State regulations generally prohibit competing food sales during school hours within food service areas in buildings. Waivers can be sought under special circumstances. The board approved the waiver application at its April 25 meeting following a public hearing on the request as required by state law.
Donald Robinson, Dist. 97 assistant superintendent for finance and operations, said the state application will go out this month. Dist. 97 applied for and received a similar waiver five years ago. In the last 10 years, only one other school district in Illinois received such a waiver. The new waiver, if approved, would be for five years. Robinson said he expected quick approval from the state sometime in June.
Parents, PTO members and representatives of Percy Julian Middle School’s CAST and Gwendolyn Brooks Middle School’s BRAVO! programs spoke during the roughly half-hour hearing.
CAST program director Kathy Simon was not able to attend the hearing but on Monday said the performing arts program annually raises $20,000 a year from selling pizza and McDonald’s items every other Wednesday during the school year.
BRAVO! raises about the same amount selling pizza and hot dogs. Both menus will change next fall, Simon said, when the district expands its pilot lunch program to all schools. Oak Park and River Forest High School will provide healthy lunches to the district. The board is scheduled to approve an intergovernmental food service agreement with the high school at tonight’s meeting. The state requires that healthier lunches be served in schools.

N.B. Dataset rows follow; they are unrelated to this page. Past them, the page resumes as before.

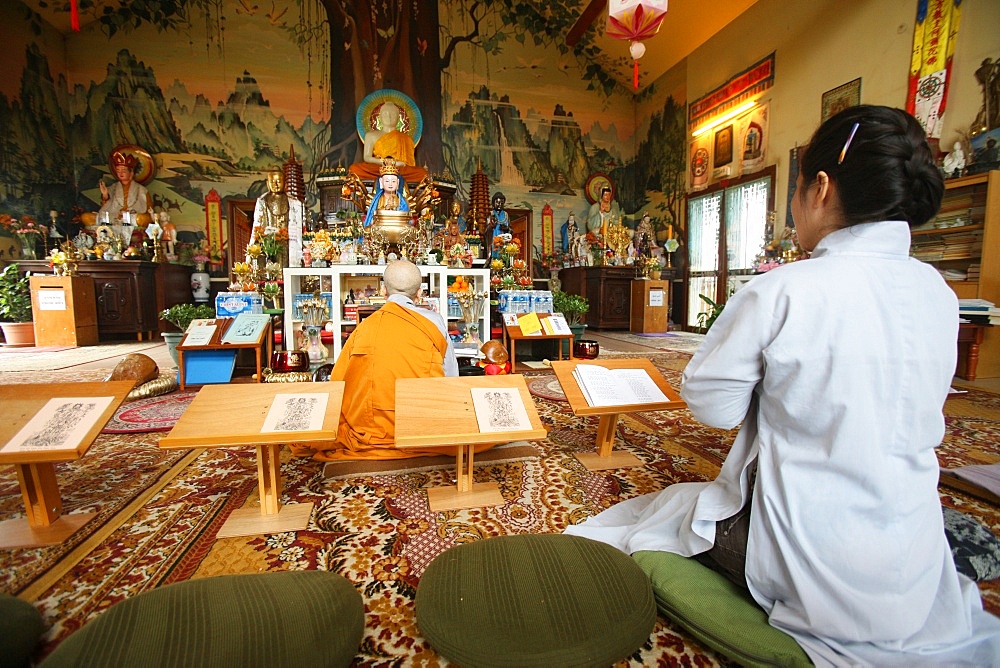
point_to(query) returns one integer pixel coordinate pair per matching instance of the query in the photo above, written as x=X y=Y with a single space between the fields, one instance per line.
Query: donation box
x=650 y=307
x=64 y=310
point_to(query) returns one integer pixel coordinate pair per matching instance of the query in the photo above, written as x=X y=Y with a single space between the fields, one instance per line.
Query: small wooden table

Simon said the student performance arts program might have been required to cut the number of auditions and staff if their main funding source were taken away. Their next highest fundraiser is the Henry Reid Scholarship which raises about $4,000 a year.
“If we didn’t have that money, we wouldn’t be able to hire these directors and set designers, and we would have had to turn away kids, which is something that we’ve never done before,” she said.